Прямо в школу на уроки нам доставили из сельсовета телефонограмму о том, чтобы мы в эту субботу оставались на месте. Не ждали бы лошадь. Не будет лошади. А продукты нам подкинут на неделе.
Само собой разумелось, что идти пешком после уроков нельзя. Строго воспрещается. В конце января, так же как и в декабре, день смеркается рано. В пять часов уже как ночью. А за время войны развелось много волков. Ружья-то у охотников отобрали. А кроме того, что своих прибавилось, появились волки пришлые. Звери ведь тоже спасались от войны. В нашей местности никогда не водились лоси. Никто их не видел, не слышал. А тут они даже в маленькие деревни стали заходить, к стожкам — покормиться сеном. Наверное, и другого зверья прибавилось. Лис, так это точно. Всякий раз в дороге мы видели на снежной целине играющую огненную лиску. «Лиса мышкует», — говорил Степка Садов: играет над мышиной норкой, а то уже поймала и играет, как кошка.
Зайцев было много. Опушка леса просто истоптана зайцами. Ну, это все хорошо. А вот волки… Они наводили ужас на пастухов. Нападали на одиноких путников и даже на подводы. Заходили и в села.
Моя мама, возвращаясь как-то из конторы поздно ночью, пошла проведать корову. И, подходя к хлевушку, увидела, что на крыше его сидит на корточках человек. Мама окликнула: «Эй, кто это там? Что вы делаете?» Тогда человек поднял опущенную низко голову, и мама увидела, что это волк.
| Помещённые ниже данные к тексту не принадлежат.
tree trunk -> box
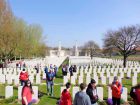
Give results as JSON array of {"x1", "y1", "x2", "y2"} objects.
[{"x1": 123, "y1": 55, "x2": 127, "y2": 68}]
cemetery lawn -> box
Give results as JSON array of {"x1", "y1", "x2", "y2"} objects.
[
  {"x1": 0, "y1": 57, "x2": 140, "y2": 105},
  {"x1": 0, "y1": 60, "x2": 68, "y2": 105}
]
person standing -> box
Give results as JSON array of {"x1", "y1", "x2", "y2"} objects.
[
  {"x1": 54, "y1": 65, "x2": 58, "y2": 77},
  {"x1": 74, "y1": 83, "x2": 91, "y2": 105},
  {"x1": 86, "y1": 79, "x2": 98, "y2": 105},
  {"x1": 130, "y1": 84, "x2": 140, "y2": 105},
  {"x1": 21, "y1": 80, "x2": 33, "y2": 105},
  {"x1": 46, "y1": 69, "x2": 55, "y2": 96},
  {"x1": 111, "y1": 76, "x2": 122, "y2": 105},
  {"x1": 60, "y1": 82, "x2": 72, "y2": 105},
  {"x1": 19, "y1": 68, "x2": 29, "y2": 86},
  {"x1": 69, "y1": 65, "x2": 73, "y2": 76}
]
Наверное, он хотел разгрести кровлю хлева, как это делал уже, по-видимому, и раньше. Но у нас крыша была не соломенная — дощатая. Волк не знал еще. Мама закричала на него: «Пошел вон! Уходи, волчище!» И стала кидать в него щепками, комьями снега. И только тогда, и то нехотя, помедлив и подумав, волк спрыгнул с крыши по ту сторону хлева. Волки не боялись теперь и взрослых людей.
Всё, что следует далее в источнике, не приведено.